Coming here to Hong Li Coffee Shop at Eunos MRT always serves as a reminder just how interesting life's turns can be.
I had not thought this coffee shop be anything more than a regular coffee shop with its chap cai png stall, its Western food stall, its bak kut teh stall, fish soup stall, Korean and Japanese food stall, its duck rice stall and its zichar stall.
But surprise of surprise it was that I would discover a stall holding a 100 year old legacy.
In the form of a bowl of noodles, wanton dumplings and minced meat swimming about in a tasty, clear soup.
There're many iterations of bak chor mee, and I don't really know what they are, some like it with a certain type of noodle, some like it with a certain type of sauce, some say that the noodles should be a certain texture, others however say that the noodles need not be this kind of texture but the soup, or the oil, or the lard, something, must be there.
I honestly don't know what's good, what's not.
What I do know, however, is that this bowl here lets me choose noodles that I like, including kuay teow (most of the time) and along with it comes a ladleful of minced meat, green leafy vegetables, and pork lard swimming somewhere at the bottom of the noodle heap.
I'm the kind who prefers my noodles dry over wet when it comes to bak chor mee.
Dry, no chili, ketchup, please, thank you.
So that's what I had this afternoon, where instead of kuay teow I chose the regular noodles (of which I don't know its name). I liked how the sauce mixed well with the texture of the noodles. I liked the pieces of crunchy lard. I didn't have to worry if the taste overwhelmed. (It didn't). I also didn't have to worry if the sauce was too salty or if the noodles were too hard and dry.
None of it happened.
But the loveliest part was, of course, the soup.
I know of places where the soup has a huge piece of salted fish in it (and they're good).
This one doesn't, still though there's a lot of little bits in it, a lot of minced meat bits inside it, even more green leafy vegetables, and, of course, the pieces of wanton that have the softest, silkiest skin ever.

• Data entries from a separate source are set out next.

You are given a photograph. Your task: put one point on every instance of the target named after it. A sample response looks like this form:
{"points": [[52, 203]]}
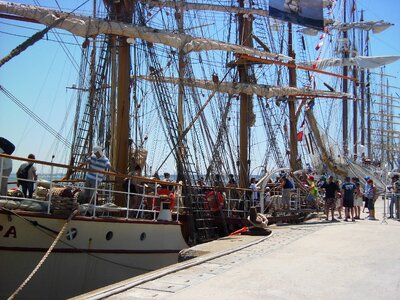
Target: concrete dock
{"points": [[312, 260]]}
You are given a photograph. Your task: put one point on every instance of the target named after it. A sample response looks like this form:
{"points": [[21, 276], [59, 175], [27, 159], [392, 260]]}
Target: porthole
{"points": [[109, 235], [72, 233]]}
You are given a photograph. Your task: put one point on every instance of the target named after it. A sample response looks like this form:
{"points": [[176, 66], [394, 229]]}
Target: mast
{"points": [[245, 29], [345, 87], [292, 106], [355, 85], [181, 95], [362, 75], [122, 11], [92, 90]]}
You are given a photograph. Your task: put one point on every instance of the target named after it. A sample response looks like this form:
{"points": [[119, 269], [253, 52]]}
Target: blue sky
{"points": [[39, 77]]}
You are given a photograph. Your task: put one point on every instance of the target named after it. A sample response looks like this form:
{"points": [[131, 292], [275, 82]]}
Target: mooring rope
{"points": [[44, 257]]}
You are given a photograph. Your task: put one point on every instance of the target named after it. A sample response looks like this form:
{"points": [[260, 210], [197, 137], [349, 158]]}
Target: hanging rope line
{"points": [[44, 257]]}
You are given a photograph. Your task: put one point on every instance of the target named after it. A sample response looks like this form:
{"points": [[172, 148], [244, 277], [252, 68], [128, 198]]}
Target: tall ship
{"points": [[213, 93]]}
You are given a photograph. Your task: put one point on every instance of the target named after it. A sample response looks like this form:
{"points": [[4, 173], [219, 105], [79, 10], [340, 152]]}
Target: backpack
{"points": [[23, 173]]}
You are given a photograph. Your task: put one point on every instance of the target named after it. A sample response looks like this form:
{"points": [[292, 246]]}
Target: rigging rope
{"points": [[44, 257], [34, 116], [29, 42]]}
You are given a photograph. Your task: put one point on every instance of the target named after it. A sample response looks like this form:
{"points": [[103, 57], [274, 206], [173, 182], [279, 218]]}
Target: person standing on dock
{"points": [[27, 177], [331, 190], [358, 201], [348, 189], [286, 186], [370, 194], [96, 162], [396, 202], [255, 195], [5, 165]]}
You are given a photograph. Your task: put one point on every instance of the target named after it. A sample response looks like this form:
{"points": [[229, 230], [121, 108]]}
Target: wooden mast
{"points": [[245, 29], [292, 107], [362, 75], [355, 102], [181, 96]]}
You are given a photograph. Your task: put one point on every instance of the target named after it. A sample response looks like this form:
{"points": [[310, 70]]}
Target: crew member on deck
{"points": [[97, 162]]}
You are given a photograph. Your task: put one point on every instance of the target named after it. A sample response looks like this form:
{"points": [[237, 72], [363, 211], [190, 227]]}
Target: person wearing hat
{"points": [[97, 161], [5, 168], [365, 199], [370, 193], [394, 202], [331, 190], [27, 183]]}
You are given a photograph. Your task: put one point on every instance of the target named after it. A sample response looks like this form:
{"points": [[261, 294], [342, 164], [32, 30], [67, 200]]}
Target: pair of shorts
{"points": [[371, 203], [358, 201], [348, 202], [330, 203], [285, 196]]}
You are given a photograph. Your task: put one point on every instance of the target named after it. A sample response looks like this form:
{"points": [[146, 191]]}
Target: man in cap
{"points": [[97, 161], [394, 204], [365, 199], [348, 189]]}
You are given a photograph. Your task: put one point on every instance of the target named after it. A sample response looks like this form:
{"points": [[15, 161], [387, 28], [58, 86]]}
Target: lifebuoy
{"points": [[214, 201], [165, 195]]}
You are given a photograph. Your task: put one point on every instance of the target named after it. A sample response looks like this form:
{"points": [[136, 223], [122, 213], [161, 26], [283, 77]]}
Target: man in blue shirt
{"points": [[348, 189], [96, 162]]}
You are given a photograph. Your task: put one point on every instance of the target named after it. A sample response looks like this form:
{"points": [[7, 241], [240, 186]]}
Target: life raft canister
{"points": [[214, 201], [165, 195]]}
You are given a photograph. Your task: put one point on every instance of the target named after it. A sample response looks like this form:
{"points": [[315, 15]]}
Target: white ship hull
{"points": [[91, 253]]}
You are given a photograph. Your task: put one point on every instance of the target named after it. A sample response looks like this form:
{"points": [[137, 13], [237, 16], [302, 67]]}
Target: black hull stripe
{"points": [[91, 251]]}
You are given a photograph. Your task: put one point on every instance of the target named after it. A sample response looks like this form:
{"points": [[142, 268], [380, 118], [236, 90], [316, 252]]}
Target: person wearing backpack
{"points": [[396, 197], [27, 177]]}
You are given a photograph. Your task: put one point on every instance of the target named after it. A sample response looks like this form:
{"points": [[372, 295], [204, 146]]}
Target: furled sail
{"points": [[374, 26], [365, 62], [217, 7], [85, 27], [330, 161], [261, 90]]}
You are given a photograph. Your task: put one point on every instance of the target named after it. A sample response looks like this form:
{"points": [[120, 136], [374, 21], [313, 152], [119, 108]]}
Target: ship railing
{"points": [[147, 204]]}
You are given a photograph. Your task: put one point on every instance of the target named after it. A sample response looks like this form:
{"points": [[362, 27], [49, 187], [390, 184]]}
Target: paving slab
{"points": [[313, 260]]}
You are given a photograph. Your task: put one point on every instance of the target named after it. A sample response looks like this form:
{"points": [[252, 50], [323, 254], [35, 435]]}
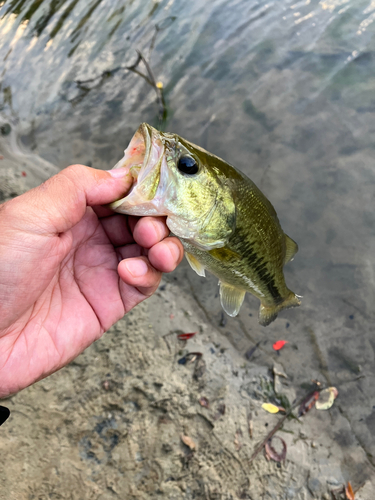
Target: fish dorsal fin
{"points": [[231, 298], [195, 264], [291, 249]]}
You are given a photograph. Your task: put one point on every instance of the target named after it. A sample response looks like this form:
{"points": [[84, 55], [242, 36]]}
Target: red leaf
{"points": [[349, 492], [279, 344], [185, 336]]}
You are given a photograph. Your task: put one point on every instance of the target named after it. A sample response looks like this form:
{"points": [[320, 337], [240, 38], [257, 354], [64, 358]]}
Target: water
{"points": [[284, 90]]}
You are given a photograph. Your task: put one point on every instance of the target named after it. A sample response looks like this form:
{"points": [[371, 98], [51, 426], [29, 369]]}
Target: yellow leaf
{"points": [[270, 408]]}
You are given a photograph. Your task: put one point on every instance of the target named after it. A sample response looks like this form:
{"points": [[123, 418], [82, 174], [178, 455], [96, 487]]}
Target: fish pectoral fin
{"points": [[267, 314], [231, 298], [291, 249], [224, 254], [195, 264]]}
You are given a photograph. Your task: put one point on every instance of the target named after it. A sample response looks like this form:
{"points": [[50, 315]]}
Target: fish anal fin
{"points": [[291, 249], [231, 298], [195, 264], [267, 314]]}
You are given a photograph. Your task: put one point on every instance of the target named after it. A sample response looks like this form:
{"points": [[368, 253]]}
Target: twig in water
{"points": [[260, 447]]}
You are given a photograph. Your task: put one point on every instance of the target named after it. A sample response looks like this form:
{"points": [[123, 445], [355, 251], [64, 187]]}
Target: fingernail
{"points": [[136, 267], [117, 173], [174, 251]]}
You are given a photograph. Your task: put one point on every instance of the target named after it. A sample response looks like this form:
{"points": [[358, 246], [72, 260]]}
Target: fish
{"points": [[226, 224]]}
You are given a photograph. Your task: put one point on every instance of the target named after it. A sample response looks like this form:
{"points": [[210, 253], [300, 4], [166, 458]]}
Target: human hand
{"points": [[70, 268]]}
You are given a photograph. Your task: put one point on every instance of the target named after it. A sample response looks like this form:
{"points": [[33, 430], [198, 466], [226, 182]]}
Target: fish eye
{"points": [[187, 165]]}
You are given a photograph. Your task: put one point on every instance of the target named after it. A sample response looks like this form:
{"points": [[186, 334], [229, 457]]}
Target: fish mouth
{"points": [[143, 160]]}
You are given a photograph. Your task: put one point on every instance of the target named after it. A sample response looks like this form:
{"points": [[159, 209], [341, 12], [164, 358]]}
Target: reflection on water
{"points": [[283, 89]]}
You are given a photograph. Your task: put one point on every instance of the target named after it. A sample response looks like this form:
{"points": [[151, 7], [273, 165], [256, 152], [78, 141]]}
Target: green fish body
{"points": [[225, 223]]}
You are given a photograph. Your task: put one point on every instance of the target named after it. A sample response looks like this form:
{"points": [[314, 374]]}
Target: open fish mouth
{"points": [[144, 158]]}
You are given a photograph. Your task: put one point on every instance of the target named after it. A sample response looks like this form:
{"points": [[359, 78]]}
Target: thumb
{"points": [[59, 203]]}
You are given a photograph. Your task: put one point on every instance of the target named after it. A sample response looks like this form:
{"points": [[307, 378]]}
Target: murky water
{"points": [[284, 90]]}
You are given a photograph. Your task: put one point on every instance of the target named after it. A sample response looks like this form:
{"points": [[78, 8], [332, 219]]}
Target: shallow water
{"points": [[283, 90]]}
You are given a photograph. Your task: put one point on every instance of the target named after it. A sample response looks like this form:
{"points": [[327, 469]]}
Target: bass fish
{"points": [[225, 223]]}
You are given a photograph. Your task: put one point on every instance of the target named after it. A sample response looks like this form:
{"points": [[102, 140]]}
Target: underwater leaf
{"points": [[270, 408], [185, 336], [326, 398], [237, 439], [204, 402], [349, 493], [188, 442], [279, 344], [272, 454], [308, 403]]}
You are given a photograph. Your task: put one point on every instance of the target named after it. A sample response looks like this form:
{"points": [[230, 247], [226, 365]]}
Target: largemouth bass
{"points": [[226, 225]]}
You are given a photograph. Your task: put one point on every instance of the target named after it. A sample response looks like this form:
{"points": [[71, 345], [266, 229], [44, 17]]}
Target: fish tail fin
{"points": [[267, 314]]}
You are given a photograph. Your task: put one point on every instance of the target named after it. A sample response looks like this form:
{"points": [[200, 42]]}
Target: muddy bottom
{"points": [[133, 418]]}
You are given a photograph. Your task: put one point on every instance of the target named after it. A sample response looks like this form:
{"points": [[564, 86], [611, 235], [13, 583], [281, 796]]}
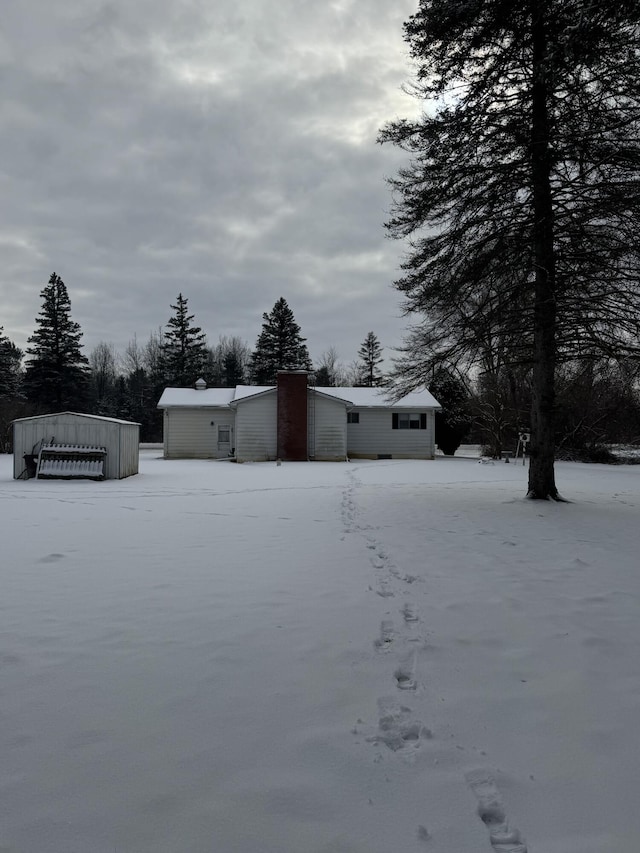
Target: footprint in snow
{"points": [[503, 837]]}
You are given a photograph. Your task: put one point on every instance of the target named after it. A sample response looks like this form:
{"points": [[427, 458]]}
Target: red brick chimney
{"points": [[292, 416]]}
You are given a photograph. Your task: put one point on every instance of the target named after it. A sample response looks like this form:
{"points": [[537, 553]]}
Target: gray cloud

This is the kind of wanton dumpling that really is a dumpling.
The skin is soft and silky, and of course, best part of all there is the meat soft and mushy and full of pork taste that leaves no after flavor and doesn't give me the gao wei gao wei kind of feel.
Will I come back and have this bak chor mee here at Hong Li?
Yes.
Hopefully I'll have the space to come back.
Hopefully too I'll have the mind to come back.
Or I'll be finding a new bak chor mee to have.